Adaptive Threshold MixMatch

Midterm Project for KAIST CS492H: Special Topics in Computer Science<Deep Learning for Real-world Problems.
done by Donghyun Kim(Github) / Yongmin Lee(Github).

Abstract

With a great amount of labeled data, the role of unlabeled samples in semi-supervised learning often becomes insignificant. Because proper usage of unlabeled data is crucial for semi-supervised learning to be applicable in real-world problems, we have to refrain from training steps to be dominated by labeled data. To utilize unlabeled data more elegantly, we devised an advanced scheduling algorithm for managing pseudo labels in intermediate steps. Our algorithm filters the pseudo label by its confidence depending on the model’s current learning phase. As a result, it increased the model’s performance as well as adding more robustness where there are few labeled data. We gained 1.17% additional top 1 accuracy compared to MixMatch. Our research also can be combined with other SSL methods, since it’s compact and well applicable to other domains.

Overall Structure

Our GitHub repo is divided into 3 parts. Please keep in mind that all codes in here are for NSML environment, not in local machines.

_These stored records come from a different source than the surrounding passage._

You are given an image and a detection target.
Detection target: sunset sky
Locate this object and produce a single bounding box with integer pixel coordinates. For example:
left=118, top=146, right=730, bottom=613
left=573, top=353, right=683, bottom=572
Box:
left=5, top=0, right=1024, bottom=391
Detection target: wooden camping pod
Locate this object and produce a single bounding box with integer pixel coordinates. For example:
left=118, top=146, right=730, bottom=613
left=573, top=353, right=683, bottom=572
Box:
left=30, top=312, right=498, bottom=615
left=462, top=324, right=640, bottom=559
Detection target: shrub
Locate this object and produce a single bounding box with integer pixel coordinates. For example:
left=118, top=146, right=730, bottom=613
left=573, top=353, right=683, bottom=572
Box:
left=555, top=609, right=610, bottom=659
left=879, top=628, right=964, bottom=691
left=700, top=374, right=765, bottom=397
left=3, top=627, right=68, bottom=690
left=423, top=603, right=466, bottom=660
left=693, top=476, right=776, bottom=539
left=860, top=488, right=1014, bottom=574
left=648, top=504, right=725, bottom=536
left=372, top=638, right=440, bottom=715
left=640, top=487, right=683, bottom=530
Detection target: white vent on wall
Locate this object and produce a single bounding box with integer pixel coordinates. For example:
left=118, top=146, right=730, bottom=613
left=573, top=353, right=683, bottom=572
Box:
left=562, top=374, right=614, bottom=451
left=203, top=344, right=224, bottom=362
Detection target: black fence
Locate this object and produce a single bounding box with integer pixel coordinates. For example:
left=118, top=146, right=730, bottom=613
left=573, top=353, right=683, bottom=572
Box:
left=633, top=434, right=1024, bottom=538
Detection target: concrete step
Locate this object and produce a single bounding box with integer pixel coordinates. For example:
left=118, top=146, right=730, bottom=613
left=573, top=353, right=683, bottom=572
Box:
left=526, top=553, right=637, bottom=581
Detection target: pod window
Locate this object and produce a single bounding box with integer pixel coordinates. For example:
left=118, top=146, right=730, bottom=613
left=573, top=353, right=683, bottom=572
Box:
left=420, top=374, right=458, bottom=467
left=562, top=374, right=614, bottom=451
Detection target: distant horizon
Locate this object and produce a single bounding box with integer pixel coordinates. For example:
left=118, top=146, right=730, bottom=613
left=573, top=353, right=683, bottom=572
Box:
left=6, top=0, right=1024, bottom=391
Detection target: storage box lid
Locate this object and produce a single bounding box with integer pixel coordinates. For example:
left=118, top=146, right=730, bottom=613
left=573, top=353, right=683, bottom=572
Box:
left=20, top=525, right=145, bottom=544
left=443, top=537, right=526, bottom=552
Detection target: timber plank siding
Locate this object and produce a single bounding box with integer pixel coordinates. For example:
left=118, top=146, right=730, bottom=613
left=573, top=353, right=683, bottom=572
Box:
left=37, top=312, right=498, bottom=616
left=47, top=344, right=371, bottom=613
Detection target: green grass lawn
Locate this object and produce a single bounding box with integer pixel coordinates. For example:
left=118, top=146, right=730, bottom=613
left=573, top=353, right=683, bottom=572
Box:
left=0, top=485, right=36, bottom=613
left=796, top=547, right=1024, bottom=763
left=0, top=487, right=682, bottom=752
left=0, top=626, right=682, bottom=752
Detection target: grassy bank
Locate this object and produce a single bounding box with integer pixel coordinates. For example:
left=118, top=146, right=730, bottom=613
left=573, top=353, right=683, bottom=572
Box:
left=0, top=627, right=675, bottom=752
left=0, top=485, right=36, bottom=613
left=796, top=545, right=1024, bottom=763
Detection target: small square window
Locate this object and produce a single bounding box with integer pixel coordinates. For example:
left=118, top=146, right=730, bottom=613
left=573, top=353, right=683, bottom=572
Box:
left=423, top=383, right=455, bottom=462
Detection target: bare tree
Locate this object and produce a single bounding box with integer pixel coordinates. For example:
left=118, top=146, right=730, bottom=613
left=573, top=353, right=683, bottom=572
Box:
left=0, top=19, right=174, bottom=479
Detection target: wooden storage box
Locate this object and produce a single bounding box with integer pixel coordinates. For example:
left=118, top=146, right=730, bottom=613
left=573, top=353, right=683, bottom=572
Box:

First, MixMatch_basic, Fixed_Threshold, Adaptive_Threshold contains finalized version of each source code that we used in our environments. These codes have proper argument settings that can be used to further research. Detailed instructions can be found in each directory.

Second, Experiment_codes contains exact source codes and some informations about experiements that was conducted in NSML. Each folder has session name on it, and exact files and configurations are inside each folder. This is to reproduce results that are in our presentation and paper. However, due to randomization in validation, exact accuracy might differ a bit.

Finally, etc folder contains remaining codes that are used in our research, but are not related with our final paper. Some implementation of SSL papers, code fragments, intermediate version of our implementation might be included in the folder.

2020.5.11 Report and Experiment Note added.

MixMatch_basic

Contains baseline codes for MixMatch.

Fixed_Threshold

Contains MixMatch with using fixed threshold for pseudo labels.